This is the theatrical version of the film. The extended cut is only on the standard Blu-ray included in the set. That’s also where you’ll get the extras.
Gods And Monsters – A Meeting Of Giants: (12:28) We get the history and buildup to the meeting of the titular characters.
Uniting The World’s Finest: (15:05) The cast and crew give us a bit of history and context for the DC Universe. We get a good look at the origins through comic panels and a pretty solid look at where it’s all going. There is some behind-the-scenes footage from the film here, but not a lot. We get a closer look behind the scenes of the three heroes glimpsed briefly in the film. You get a better/longer look here. There’s also an extended look at the upcoming Wonder Woman film.
The Warrior, The Myth, The Wonder: (21:16) Obviously this is an extended look at the Wonder Woman character. We get to see origins here and the evolution through the various decades and the cartoon and Linda Carter live-action shows.
Accelerating The Design – The New Batmobile: (22:46) This is a special feature on the new car design. Sportscaster Sal Masekela hosts the designers and builders of the new Batmobile. We get to see the process from concept art (on a napkin) to where the rubber hits the road. Sal finishes it all off by getting to drive the car.
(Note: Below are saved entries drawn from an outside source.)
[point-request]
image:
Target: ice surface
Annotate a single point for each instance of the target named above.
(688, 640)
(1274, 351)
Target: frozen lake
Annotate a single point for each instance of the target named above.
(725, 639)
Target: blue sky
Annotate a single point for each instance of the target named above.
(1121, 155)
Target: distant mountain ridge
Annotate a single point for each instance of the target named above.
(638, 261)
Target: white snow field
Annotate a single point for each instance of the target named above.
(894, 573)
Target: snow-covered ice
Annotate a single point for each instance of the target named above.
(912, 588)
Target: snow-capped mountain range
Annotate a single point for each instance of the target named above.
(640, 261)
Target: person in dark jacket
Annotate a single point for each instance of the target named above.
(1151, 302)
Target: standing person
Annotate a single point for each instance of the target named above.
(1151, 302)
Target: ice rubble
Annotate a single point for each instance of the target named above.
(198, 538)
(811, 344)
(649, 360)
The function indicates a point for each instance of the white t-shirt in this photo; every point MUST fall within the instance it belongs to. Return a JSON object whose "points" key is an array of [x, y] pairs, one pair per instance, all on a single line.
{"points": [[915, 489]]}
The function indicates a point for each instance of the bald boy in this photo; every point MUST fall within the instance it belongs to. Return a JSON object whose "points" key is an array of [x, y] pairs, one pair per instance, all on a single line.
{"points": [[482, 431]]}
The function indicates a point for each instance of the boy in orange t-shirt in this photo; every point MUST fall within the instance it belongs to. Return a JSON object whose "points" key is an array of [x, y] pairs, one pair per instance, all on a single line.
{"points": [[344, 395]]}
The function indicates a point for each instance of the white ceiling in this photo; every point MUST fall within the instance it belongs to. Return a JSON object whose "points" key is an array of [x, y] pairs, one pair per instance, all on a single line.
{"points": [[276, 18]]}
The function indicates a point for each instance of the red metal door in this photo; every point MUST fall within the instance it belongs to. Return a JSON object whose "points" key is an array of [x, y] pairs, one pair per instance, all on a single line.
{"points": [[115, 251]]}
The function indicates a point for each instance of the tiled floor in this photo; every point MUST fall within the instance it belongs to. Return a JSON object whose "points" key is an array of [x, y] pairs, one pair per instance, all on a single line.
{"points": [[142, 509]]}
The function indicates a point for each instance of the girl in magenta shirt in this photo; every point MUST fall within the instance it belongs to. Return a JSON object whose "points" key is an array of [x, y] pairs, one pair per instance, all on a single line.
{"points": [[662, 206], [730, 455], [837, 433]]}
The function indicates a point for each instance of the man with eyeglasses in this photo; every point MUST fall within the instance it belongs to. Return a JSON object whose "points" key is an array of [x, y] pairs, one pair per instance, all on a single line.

Superman – Complexity & Truth (7:08) / Batman – Austerity & Rage (8:15) / Wonder Woman – Grace & Power (7:12) / The Empire Of Luthor (12:33): These features give us a profile on each of these four characters. The actors give us their takes and we get a look at everything from wardrobe to fight choreography. There’s plenty on the comic evolution, as well.
Batcave – Legacy Of The Lair: (7:12) I have to admit that this was my least favorite of the film Batcaves. It’s still interesting to take this feature tour from styro-construction to practical sets with CG help.
The Might And Power Of A Punch: (5:15) This is a brief look at the actual Batman vs. Superman fight.
Save The Bats: (4:27) This is basically a PSA on bat conservation, which was a cause taken on my the cast and crew of the film. Pretty cool shots of real bats.
In the long run, I think it will be the lack of focus on the titular character that hurts the film the most, especially given that he is the one with the biggest emotional arc in the film; he is the one with the most to overcome. There needed to be more angst shown, more of a struggle and questioning of the ideals he believes in. On the plus side, there was a great philosophical question raised that really drives the plot: just because it is within your power to intervene, does that give you the right to?